La fin de l’apartheid en Afrique du Sud (1991)

Promulguées en 1948, les lois d’apartheid instaurent une ségrégation raciale au profit de la minorité blanche, descendante des « Afrikaners », principalement des colons néerlandais en Afrique du Sud. À partir des années 1960, ces lois confrontent les gouvernements pro-apartheid à une contestation de plus en plus violente dans le pays et à des condamnations de plus en plus vives sur la scène internationale. Le 2 février 1990, tirant les leçons de la chute du mur de Berlin, le président sud-africain Frederik Willem De Klerk, décide de libérer les prisonniers politiques, ouvrant la voie à l’abolition définitive de l’apartheid, en abrogeant la dernière loi raciale le 30 juin 1991.

Le cours

Discours inaugural du président F. W. de Klerk (2 février 1990)

Le 2 février 1990, Frederik Willem De Klerk, président d’Afrique du Sud, annonce aux députés la levée de l’interdiction des partis s’opposant à l’apartheid et la libération des prisonniers politiques. Les députés pro-apartheid quittent bruyamment l’assemblée. Nelson Mandela sera libéré le 11 février.
Le 2 février 1990, Frederik Willem De Klerk, président d’Afrique du Sud, annonce aux députés la levée de l’interdiction des partis s’opposant à l’apartheid et la libération des prisonniers politiques. Les députés pro-apartheid quittent bruyamment l’assemblée. Nelson Mandela sera libéré le 11 février. Voir le discours en ligne
Sommaire

Mise au point : le combat pour l’abolition de l’apartheid en Afrique du Sud (1960 – 1991)

Colonisée par la Compagnie néerlandaises des Indes Orientales (VOC) en 1652 l’Afrique du Sud a vu rapidement se développer la communauté blanche au détriment des populations africaines existantes (les Khoesans et les Bantous) auxquels sont venus s’ajouter des communautés d’esclaves en provenance d’Inde et de Malaisie, pour répondre aux besoins de main d’œuvre de la colonie néerlandaise. Les Afrikaners (autrefois appelés Boers) sont les descendants de ces colons néerlandais auxquels se sont ajoutés des colons français protestants (les huguenots) ainsi que des colons allemands.

Instaurées dès 1948, les lois d’apartheid prolongent, en la rendant officielle, la ségrégation raciale au détriment des Noirs (majoritaires), des Métis et des populations originaires d’Asie (Malaisiens, Indiens, chinois). Ces lois séparent les populations noires des populations blanches : les mariages et relations sexuelles entre les deux communautés sont interdites par la loi, les aménagements urbains et les transports prévoient une séparation rigoureuse. Les lois d’apartheid sont également des lois d’exclusion sociale et politique : elles interdisent aux populations noires le droit de grève, la création de syndicats et l’organisation de partis politique défendant leur cause et freinent leur participation pleine et entière au processus électoral. Dès 1948, cette ségrégation raciale n’a pas bonne presse sur la scène internationale car elle est instaurée au moment même où la notion de race est rejetée par l’UNESCO et alors même que les ex-pays colonisés accèdent progressivement à leur indépendance (l’Inde devient indépendante en 1947).

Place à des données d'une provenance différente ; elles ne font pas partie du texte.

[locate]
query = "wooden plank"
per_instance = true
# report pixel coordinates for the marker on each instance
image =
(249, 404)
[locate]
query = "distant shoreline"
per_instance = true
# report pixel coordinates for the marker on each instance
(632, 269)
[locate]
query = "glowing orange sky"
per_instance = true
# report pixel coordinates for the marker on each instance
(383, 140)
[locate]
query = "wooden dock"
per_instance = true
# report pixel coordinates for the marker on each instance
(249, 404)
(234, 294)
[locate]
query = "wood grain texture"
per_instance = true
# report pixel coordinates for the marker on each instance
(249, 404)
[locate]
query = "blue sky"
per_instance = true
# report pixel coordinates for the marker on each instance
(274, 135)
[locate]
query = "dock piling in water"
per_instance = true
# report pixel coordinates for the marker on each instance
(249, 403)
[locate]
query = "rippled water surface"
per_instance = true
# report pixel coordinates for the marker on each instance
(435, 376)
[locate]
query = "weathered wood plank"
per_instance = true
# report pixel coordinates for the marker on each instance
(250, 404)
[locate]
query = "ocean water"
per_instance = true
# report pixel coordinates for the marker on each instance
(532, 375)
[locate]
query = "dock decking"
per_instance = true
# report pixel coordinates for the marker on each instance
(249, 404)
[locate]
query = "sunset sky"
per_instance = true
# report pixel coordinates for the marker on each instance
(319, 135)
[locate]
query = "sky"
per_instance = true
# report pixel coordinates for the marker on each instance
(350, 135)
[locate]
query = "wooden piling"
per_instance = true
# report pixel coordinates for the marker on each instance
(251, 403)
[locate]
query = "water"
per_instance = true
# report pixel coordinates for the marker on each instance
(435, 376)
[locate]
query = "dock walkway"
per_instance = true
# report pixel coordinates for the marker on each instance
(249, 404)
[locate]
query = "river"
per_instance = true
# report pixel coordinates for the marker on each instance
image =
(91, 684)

Les historiens s’accordent à dire que le massacre de Sharpeville (21 mars 1960) constitue un tournant dans la contestation puis la fin de l’apartheid. Ce jour-là, plusieurs milliers de manifestants décident de désobéir et se présentent sans leur pièce d’identité (le Pass dont étaient dispensés les Blancs) partout en Afrique du Sud devant le commissariat de police de leur quartier afin d’être arrêté et d’emboliser les prisons. À Sharpeville (un township à 50 km de Johannesburg), la manifestation tourne au massacre. La police ouvre le feu faisant 69 morts (parmi lesquels 29 enfants) et 180 blessés. Fait terrible : beaucoup des manifestants seront abattus dans le dos, prouvant qu’ils étaient moins en train d’affronter les forces de l’ordre que de fuir. La réprobation est unanime sur la scène internationale, conduisant l’Afrique du Sud à quitter le Commonwealth (1961) sous la pression du Canada et des pays dont la population est majoritairement noire.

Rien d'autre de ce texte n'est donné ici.